By Kim Nilsen

When hiking uphill along the international border swath path that is Fourth Connecticut Lake Trail to the little wet fen of the same name, turn to look north into Quebec Province periodically. Some 20 miles to the north (30 road miles) is a hulking mountain with several broad summits. The height of it is not so impressive, but the girth of it is. It is huge. That mass of creation filling the horizon is beautiful Mont Megantic, home to Canada’s largest astronomical observatory.
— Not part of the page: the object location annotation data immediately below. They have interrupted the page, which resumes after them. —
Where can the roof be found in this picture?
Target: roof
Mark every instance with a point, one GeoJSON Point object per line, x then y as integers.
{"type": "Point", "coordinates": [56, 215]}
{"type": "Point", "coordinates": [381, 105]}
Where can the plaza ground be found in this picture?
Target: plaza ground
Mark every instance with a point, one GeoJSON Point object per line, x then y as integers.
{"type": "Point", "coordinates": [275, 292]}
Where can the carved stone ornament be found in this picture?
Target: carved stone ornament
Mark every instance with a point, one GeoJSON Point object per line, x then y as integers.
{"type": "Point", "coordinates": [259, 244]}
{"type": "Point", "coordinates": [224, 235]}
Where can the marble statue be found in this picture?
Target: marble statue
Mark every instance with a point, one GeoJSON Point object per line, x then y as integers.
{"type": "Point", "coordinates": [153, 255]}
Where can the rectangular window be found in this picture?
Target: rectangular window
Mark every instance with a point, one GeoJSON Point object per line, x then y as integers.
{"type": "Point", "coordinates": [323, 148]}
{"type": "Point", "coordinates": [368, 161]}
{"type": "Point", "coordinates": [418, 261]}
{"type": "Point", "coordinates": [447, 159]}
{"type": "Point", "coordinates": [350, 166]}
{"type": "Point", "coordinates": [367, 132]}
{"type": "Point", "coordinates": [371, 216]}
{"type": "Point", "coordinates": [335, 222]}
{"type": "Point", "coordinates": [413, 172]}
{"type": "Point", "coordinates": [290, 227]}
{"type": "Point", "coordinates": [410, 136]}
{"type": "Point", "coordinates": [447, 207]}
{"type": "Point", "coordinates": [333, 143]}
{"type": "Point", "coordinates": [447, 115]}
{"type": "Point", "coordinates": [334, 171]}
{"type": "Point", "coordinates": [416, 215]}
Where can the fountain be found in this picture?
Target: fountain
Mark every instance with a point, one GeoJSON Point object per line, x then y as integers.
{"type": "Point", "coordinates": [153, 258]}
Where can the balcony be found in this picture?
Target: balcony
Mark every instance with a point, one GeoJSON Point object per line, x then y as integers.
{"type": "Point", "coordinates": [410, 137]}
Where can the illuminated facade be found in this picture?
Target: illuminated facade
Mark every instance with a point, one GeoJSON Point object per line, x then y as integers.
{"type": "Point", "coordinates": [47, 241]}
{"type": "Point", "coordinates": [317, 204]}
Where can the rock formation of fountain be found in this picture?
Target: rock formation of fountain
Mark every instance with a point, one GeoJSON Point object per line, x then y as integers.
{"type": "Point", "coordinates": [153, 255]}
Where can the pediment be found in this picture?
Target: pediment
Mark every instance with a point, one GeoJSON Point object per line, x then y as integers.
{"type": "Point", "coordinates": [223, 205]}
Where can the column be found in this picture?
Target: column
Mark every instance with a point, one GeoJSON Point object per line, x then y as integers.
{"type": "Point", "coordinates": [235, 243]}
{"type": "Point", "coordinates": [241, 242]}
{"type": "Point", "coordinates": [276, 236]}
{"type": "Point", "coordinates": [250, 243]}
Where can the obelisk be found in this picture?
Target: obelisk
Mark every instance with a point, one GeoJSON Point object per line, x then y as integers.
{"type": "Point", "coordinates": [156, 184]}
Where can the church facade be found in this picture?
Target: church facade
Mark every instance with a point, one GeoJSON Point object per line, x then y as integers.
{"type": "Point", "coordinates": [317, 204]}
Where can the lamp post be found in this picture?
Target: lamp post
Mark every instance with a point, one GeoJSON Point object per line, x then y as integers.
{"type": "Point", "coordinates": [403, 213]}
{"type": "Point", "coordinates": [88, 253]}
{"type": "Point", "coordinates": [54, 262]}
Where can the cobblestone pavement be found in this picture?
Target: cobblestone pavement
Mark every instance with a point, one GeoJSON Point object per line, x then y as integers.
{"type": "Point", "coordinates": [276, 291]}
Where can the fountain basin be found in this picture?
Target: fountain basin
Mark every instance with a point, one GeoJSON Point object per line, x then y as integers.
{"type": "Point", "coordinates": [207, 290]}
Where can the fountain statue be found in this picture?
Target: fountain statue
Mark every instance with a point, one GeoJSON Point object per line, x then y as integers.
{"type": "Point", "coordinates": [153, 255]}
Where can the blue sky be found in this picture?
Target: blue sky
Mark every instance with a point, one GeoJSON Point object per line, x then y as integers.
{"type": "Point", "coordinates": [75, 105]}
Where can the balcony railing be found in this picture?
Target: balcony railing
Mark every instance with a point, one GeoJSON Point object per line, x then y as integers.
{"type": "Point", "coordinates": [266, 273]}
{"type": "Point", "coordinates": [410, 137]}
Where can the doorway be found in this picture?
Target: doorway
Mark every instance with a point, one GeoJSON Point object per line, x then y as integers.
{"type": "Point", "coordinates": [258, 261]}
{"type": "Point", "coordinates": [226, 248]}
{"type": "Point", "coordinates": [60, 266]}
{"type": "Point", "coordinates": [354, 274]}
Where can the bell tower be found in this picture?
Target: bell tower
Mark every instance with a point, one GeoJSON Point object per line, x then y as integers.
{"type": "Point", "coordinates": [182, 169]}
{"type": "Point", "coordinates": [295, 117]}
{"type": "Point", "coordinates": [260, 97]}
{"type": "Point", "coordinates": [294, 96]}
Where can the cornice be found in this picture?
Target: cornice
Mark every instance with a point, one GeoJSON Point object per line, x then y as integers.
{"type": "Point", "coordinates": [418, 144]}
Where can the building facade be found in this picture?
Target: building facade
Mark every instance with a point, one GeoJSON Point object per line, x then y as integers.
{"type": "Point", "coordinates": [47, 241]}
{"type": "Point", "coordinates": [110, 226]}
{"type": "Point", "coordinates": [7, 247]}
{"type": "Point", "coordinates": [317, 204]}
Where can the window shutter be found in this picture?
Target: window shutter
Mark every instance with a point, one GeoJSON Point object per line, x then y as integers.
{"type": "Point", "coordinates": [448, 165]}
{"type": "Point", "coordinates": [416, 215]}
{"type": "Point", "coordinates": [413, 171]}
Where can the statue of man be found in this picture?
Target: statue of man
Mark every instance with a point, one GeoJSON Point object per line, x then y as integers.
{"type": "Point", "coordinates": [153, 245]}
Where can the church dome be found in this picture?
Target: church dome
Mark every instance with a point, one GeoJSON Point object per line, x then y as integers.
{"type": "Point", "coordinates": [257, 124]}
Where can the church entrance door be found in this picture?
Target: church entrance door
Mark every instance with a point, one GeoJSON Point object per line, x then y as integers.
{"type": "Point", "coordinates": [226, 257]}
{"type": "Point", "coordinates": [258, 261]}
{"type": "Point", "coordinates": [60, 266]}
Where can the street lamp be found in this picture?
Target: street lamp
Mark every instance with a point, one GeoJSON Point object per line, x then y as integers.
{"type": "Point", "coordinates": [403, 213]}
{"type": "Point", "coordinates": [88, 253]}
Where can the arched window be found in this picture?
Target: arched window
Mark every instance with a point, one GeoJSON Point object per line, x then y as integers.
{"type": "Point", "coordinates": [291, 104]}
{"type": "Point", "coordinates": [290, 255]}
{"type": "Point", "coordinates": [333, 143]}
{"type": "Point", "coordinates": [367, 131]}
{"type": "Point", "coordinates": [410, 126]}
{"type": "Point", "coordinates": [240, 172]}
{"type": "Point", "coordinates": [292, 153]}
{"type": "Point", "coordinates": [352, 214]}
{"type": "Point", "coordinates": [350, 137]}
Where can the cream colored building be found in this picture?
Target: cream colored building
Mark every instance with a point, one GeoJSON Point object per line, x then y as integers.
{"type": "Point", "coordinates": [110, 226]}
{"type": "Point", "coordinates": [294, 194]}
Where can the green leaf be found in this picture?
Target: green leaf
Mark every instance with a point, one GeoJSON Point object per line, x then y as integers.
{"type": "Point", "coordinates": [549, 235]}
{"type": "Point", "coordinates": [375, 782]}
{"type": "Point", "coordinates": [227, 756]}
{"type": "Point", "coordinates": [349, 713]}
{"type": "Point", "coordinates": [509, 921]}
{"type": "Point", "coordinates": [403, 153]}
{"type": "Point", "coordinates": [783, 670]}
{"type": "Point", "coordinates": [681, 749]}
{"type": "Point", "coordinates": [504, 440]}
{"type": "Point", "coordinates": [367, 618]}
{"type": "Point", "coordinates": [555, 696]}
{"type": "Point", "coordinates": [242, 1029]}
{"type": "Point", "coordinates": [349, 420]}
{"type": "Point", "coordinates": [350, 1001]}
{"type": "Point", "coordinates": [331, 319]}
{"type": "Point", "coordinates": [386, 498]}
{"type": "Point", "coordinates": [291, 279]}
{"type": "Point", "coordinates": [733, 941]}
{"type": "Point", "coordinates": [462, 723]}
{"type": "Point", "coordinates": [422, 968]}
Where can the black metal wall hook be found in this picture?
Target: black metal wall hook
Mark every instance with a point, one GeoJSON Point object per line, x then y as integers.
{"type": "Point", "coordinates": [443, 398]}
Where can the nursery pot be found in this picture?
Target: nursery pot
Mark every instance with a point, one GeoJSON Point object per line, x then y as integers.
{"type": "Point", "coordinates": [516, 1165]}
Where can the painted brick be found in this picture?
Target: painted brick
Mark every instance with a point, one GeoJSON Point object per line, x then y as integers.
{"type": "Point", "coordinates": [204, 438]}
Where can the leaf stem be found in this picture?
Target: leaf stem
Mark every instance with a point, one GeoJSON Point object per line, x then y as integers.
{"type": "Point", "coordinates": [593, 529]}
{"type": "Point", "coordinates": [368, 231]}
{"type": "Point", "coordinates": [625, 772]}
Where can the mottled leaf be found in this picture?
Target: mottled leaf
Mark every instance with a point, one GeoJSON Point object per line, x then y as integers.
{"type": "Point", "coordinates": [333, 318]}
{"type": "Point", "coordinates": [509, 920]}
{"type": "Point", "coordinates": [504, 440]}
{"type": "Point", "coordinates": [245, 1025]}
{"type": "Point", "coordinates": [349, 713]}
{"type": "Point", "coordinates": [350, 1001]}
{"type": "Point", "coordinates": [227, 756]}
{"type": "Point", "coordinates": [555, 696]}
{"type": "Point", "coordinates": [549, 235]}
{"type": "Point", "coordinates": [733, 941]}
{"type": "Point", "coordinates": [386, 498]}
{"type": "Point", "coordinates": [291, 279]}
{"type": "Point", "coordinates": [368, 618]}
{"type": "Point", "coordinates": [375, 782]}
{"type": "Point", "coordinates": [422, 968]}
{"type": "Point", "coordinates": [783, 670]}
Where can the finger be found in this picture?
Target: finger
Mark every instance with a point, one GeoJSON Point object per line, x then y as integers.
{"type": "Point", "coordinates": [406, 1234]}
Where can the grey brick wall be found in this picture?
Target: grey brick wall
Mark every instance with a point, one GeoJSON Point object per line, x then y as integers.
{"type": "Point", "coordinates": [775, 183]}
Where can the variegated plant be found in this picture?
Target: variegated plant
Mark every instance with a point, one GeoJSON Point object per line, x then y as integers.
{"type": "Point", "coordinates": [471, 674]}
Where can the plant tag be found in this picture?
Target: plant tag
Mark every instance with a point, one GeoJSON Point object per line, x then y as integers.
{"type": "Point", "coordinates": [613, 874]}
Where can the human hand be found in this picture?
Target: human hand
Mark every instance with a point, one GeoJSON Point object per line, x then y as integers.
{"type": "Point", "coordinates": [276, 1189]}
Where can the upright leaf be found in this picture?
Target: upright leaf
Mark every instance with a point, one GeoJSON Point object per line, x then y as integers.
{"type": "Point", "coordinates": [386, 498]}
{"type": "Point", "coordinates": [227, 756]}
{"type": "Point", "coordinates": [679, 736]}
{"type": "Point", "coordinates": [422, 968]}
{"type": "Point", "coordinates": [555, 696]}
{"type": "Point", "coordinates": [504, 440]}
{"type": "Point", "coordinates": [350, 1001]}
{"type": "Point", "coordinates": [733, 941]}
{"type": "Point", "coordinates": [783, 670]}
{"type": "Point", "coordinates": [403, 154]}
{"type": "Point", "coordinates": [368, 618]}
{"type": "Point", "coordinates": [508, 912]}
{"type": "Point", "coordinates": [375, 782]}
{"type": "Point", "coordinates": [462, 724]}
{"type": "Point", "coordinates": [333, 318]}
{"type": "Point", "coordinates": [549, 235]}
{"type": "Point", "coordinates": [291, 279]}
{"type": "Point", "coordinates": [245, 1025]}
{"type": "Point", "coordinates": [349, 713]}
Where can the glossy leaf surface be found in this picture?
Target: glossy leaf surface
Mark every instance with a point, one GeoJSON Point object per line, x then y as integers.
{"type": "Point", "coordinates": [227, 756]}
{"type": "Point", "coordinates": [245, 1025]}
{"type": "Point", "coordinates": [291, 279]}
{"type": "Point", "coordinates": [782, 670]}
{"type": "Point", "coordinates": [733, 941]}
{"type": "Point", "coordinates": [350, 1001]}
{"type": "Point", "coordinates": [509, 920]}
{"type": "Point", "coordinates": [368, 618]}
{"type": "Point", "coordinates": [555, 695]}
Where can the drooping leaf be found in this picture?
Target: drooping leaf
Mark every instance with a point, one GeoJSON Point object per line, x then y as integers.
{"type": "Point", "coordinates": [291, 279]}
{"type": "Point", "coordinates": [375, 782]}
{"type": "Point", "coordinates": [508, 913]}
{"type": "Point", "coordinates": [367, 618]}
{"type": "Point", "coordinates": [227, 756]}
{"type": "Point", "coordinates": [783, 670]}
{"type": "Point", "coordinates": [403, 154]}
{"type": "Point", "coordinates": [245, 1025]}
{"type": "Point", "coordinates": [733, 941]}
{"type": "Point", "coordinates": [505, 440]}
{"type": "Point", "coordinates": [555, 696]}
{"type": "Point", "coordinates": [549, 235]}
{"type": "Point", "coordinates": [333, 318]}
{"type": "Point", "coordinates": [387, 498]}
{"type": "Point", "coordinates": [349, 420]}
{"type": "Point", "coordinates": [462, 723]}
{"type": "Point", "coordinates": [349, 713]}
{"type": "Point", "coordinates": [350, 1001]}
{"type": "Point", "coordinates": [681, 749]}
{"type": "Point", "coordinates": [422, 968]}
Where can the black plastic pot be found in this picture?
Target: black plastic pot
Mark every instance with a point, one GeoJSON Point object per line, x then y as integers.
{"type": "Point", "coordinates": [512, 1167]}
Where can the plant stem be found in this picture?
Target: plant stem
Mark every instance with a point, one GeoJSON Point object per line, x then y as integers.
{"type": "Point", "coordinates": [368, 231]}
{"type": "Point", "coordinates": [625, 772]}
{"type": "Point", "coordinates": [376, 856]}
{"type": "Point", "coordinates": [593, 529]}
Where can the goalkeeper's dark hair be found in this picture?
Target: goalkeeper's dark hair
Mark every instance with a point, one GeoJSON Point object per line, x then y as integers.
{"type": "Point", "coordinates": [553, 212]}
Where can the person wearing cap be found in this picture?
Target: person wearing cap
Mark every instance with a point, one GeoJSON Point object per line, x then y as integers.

Mont Megantic. Photo courtesy of Wikipedia

Viewing the peak from terra firma is one thing. Viewed from space, the sheer volume of the mountain becomes apparent. Seen from orbit (via Google Earth), Mont Megantic is immense and almost perfectly circular. The formation looks nothing like anything else around it. And there is a very big reason for it. For Megantic is actually the eroded root of a huge volcano that has stood and eroded away in that locale for 200 million years. It was once a Mount Rainier-sized monster. Its nearest neighbors that look anything like it are New Hampshire volcanic formations like the Ossipee Range south of the Conways and Pawtuckaway State Park not far from Concord and Manchester. All are the last remaining basement rocks of long vanished fire mountains.

Mont Megantic. Photo courtesy of Kim Nilsen

A determined trekker who has finished the Cohos Trail northbound can slip over the border to the Canadian port-of-entry station and then pick up the Sentiers Frontaliers hiking trail system on and near the border and move north and northeastward. The SF system splits at Mont D’Urban. To reach Mont Megantic, turn left, due north, and follow that trail group’s distinctive blazes and pathways all the way to the mountain in Notre Dame du Bois, Quebec. You can climb the peak by foot, of course, but you can also reach the summit by vehicle.

Once atop the volcano, you will actually be greeted with two observatories that house great telescopes, one of which is open to the public. You will also be greeted with a view to the south across a broad plain of the boundary mountains of New Hampshire, Maine and Vermont. If you started your trek at the Davis Path trailhead in southern Crawford Notch, you are now more than 200 miles from where you took that first step.